O mesmo estilo muito próprio de escrever etnologia voltaria a inscrever-se em outra missiva: «O carácter vingativo dos Portugueses é um facto histórico, na verdade, as mutilações que tiveram lugar em Whitechapel são da mesma estirpe terrível das que ficaram registadas na história das Guerras Peninsulares, onde ficou demonstrado que os camponeses Espanhóis e Portugueses, armados com as facas terríveis com que andavam, usando-as à menor provocação, caíam sobre os soldados Franceses e depois de lhes cortarem as gargantas estripavam-nos e submetiam-lhes ferozmente os corpos a outras indignidades à maneira dos selvagens.»

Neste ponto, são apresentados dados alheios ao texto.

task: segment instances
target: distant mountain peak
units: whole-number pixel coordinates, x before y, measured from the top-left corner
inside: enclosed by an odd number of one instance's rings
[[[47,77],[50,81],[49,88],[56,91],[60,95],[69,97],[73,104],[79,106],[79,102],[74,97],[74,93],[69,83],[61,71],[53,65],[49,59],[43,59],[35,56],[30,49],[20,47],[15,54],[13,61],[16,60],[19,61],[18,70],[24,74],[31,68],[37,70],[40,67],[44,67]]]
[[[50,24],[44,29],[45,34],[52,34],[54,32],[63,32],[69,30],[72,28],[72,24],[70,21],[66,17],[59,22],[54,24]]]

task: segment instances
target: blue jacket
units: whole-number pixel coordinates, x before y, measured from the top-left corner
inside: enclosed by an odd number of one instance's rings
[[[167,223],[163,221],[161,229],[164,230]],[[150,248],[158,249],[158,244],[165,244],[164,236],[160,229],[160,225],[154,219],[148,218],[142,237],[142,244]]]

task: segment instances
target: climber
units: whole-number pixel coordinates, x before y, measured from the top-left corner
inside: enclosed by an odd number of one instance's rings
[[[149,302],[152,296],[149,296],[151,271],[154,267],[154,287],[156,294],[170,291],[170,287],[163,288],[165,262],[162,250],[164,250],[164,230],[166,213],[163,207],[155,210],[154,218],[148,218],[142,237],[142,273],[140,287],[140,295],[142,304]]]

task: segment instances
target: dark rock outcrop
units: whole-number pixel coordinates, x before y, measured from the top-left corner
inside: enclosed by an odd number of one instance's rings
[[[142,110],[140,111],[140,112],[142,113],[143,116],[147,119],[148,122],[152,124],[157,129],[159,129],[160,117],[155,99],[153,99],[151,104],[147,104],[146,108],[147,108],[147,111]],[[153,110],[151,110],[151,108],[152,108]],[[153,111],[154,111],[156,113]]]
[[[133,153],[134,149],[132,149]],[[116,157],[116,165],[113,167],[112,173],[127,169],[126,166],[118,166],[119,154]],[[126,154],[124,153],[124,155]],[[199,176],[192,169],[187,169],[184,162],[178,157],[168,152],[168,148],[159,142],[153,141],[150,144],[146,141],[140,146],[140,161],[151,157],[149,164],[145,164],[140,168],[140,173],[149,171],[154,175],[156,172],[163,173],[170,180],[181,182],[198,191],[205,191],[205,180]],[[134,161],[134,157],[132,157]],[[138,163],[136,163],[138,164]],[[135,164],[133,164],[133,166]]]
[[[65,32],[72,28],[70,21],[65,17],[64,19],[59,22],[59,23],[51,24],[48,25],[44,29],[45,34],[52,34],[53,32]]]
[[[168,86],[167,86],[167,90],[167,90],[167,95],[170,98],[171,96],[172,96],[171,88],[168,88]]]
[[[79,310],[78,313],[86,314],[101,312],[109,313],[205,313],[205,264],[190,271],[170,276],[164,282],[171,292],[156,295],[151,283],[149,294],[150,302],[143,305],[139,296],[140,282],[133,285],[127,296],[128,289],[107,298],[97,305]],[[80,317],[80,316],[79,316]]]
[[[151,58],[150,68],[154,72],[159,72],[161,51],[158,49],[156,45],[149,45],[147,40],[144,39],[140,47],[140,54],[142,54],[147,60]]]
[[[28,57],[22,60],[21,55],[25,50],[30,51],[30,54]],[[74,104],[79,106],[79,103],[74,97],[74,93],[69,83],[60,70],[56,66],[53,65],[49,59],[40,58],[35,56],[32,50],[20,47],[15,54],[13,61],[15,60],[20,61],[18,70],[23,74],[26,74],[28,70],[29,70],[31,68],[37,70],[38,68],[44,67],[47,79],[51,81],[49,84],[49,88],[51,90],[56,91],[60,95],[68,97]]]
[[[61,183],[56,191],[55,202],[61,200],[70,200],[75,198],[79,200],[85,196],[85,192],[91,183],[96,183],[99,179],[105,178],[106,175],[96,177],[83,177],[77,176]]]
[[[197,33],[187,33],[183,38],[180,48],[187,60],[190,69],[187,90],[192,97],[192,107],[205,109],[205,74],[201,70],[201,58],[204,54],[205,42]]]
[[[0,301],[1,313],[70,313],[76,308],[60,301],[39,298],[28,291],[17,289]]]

A razão pela qual Larkins desdobrou a hipótese inicial de um único candidato a estripador para a de três candidatos não é totalmente clara (tal como não é evidente se está a propor uma solução baseada numa espécie de pacto macabro combinado pelo trio ou se os crimes são actos independentes entre si inevitavelmente compelidos pela vocação homicida dos portugueses), mas o entusiasmo com que redigiu e remeteu os resultados das suas investigações não multiplicou sentimentos idênticos pelos destinatários, como ficou comprovado pelas perícias feitas na altura: «(…) as teorias de Larkin são insustentáveis. O inquérito rigoroso que fizemos levou-nos a essa conclusão. O homem é um caprichoso impertinente e é inútil continuar a dar-lhe atenção.» E ainda: «(…) o Sr. E. K. Larkins é um intrometido incómodo cujos devaneios sobre os assassinatos de Whitechapel já provocaram problemas desnecessários a este departamento (…) As suas teorias foram investigadas e provou-se que não tinham fundamento, pelo que é uma perda de tempo continuar a lidar com ele sobre este assunto.» Frustrado pela recusa das suas ideias, o autor passou a argumentar a quem lhe prestasse atenção que as autoridades estavam, na verdade, a conspirar para proteger os três estivadores-estripadores.
Dissolvida pela erosão do tempo, a inverosímil teoria de Larkins ajudar-nos-á, talvez, à reconstituição dos mapas mentais de períodos confundidos pela irrupção do Inaudito: algo que defino provisoriamente como aquilo que parte de referências disponíveis à altura, mas que coalesce numa forma sem precedentes, frustrando, assim, o poder interpretativo primitivamente angariado para explicá-lo. No que se liga à prática do homicídio, a teoria de Larkins até reflecte a mesma fenomenologia das suspeitas que perturbaram a população do East End de Londres quando em Dezembro de 1811 duas famílias foram assassinadas em casa de modo rápido e crudelíssimo num evento inaudito que ficou conhecido como os “assassinatos de Ratcliffe Highway” — nessa altura, também se desconfiou de marinheiros portugueses e, pelo menos, cinco foram interrogados sem consequências. O julgamento de John Williams — um irlandês (ou escocês, não se conseguiu apurar) — por esses crimes e o seu suicídio na cela no ano seguinte serviu de inspiração ao intrigante opúsculo semi-satírico e semi-ensaístico Do Assassínio como uma das Belas-Artes (1827) do escritor inglês Thomas de Quincey — texto que, sugiro, poderá ter contribuído para o cultivo da paisagem do possível em que se caldearam os crimes ocorridos em Whitechapel setenta e sete anos depois.